Ah! Eliminating ambuguity. Note my example above: a short-sighted man. A man who can’t see very well. As opposed to a short sighted man. A man who isn’t very tall and isn’t visually impaired.

Here are some more:

‘Heavy-metal detector’ and ‘Heavy metal detector’

‘I saw a man-eating alligator’ and ‘I saw a man eating alligator.’



From the American Psychological Association style guide:

Also use hyphens for

Compounds in which the base word is

  • capitalized: pro-Freudian
  • a number: post-1970
  • an abbreviation: pre-UCS trial
  • more than one word: non-achievement-oriented students

All “self-” compounds whether they are adjectives or nouns

  • self-report
  • self-esteem
  • the test was self-paced

Exception: self psychology

Words that could be misunderstood

  • re-pair [pair again]
  • re-form [form again]
  • un-ionized

Words in which the prefix ends and the base word begins with the same vowel

  • meta-analysis
  • anti-intellectual
  • co-occur


I think I have guidelines now. Go further down the American path, using hyphens to avoid ambiguity, with the above exceptions.

As a P.S. In the course of my research, I came across a sight which made me laugh A LOT! I won’t be so mean as to add a link.

Using Hyphen’s

“As we have said, it’s very important to appear intelligent in your writing. Whether you are starting your own business or working for the man, you must be able to communicate in a way that instills confidence and trust.”
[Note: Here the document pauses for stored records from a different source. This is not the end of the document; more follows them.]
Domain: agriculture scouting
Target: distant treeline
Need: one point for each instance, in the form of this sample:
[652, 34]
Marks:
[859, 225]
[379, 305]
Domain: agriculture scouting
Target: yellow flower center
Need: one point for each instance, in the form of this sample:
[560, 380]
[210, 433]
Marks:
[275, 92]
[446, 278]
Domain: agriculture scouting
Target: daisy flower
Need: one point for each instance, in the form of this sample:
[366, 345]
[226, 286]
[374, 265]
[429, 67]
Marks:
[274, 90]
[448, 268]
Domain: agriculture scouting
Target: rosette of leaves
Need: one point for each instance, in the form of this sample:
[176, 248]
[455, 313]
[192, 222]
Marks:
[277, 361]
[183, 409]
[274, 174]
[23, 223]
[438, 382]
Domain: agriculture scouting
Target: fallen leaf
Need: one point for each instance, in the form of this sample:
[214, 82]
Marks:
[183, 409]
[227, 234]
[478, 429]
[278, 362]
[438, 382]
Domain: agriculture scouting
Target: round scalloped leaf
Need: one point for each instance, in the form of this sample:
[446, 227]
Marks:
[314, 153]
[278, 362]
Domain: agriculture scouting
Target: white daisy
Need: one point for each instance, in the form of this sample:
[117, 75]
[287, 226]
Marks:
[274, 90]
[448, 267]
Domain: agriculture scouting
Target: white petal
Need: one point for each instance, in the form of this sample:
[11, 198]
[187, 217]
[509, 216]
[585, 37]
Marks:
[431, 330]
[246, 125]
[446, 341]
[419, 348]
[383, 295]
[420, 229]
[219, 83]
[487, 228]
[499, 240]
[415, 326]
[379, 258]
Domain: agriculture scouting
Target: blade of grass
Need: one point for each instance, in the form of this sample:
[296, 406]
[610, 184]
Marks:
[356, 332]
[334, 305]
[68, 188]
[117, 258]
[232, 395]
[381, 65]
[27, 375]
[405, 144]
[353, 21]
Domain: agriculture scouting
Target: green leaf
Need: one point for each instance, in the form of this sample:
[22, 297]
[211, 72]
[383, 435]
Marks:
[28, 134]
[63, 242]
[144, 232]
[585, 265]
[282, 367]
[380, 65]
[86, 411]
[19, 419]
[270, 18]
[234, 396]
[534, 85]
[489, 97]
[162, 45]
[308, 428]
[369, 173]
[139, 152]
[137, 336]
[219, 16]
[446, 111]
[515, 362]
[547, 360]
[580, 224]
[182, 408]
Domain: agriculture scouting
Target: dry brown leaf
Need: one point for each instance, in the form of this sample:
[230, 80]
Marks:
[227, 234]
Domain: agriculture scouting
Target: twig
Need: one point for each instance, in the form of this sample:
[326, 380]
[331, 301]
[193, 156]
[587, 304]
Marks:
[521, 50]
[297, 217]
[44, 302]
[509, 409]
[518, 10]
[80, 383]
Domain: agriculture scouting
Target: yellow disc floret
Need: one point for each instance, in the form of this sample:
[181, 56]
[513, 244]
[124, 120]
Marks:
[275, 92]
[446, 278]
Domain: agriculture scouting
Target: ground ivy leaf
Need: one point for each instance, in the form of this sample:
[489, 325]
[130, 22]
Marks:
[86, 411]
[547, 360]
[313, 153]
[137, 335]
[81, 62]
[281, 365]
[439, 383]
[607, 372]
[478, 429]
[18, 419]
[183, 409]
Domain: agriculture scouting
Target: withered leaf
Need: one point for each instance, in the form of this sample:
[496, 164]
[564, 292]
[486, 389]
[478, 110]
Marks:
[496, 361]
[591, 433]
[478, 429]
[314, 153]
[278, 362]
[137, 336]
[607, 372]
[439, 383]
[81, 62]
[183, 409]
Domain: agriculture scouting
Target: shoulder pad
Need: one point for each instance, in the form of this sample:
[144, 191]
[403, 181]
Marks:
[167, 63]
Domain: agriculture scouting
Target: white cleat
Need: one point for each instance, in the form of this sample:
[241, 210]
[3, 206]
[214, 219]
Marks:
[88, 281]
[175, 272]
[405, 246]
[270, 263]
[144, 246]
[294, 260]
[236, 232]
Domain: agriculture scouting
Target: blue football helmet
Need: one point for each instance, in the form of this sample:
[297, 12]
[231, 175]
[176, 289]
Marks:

New copywriting horror revealed – article spinning

Can it get any worse than yesterday’s recycled, stolen  and uncredited articles?

Surely not?


You have got to be joking!

I’ve found something MUCH worse. Article spinning. Article rewriting. Call it what you will.

You can employ someone to do it for you. Very often, sadly for you and for them, it turns out to be someone for whom English isn’t the first language – so caveat emptor. (Latin: My first language?)

You get what you pay for. You pay exploitative peanuts. You get…something that will probably take you longer to rewrite than if you’d written an article yourself in the first place.

You can buy software to do it for you. Oh yes you can!

” Create 100s of Unique content from just ONE in under 1 Minute.”

Hundreds of unique content?


From Indieberries

You can even indulge in article spinning online. You are guaranteed the tools to “create another version of an article that is unique enough to pass a plagiarism checker.” The tool “will scan through your content for words that can be replaced with a synonym.”

All words can be replaced with synonyms, surely?

ANYWAY, here is an extract from a well-known pop song, spun by yours truly.

“You are the terpsichore sovereign, juvenile and uncontaminated, solely seventeen
Gyrating sovereign, feel the smack from the membranophone
You have the necessary ability to gyrate, you’ll be able to jive, having the phase of your existence
See that lady, observe that location, excavating the terpsichore sovereign”

Love it!

I’m going to give up copywriting and turn to article spinning instead.

The meaning comes across SO WELL, doesn’t it?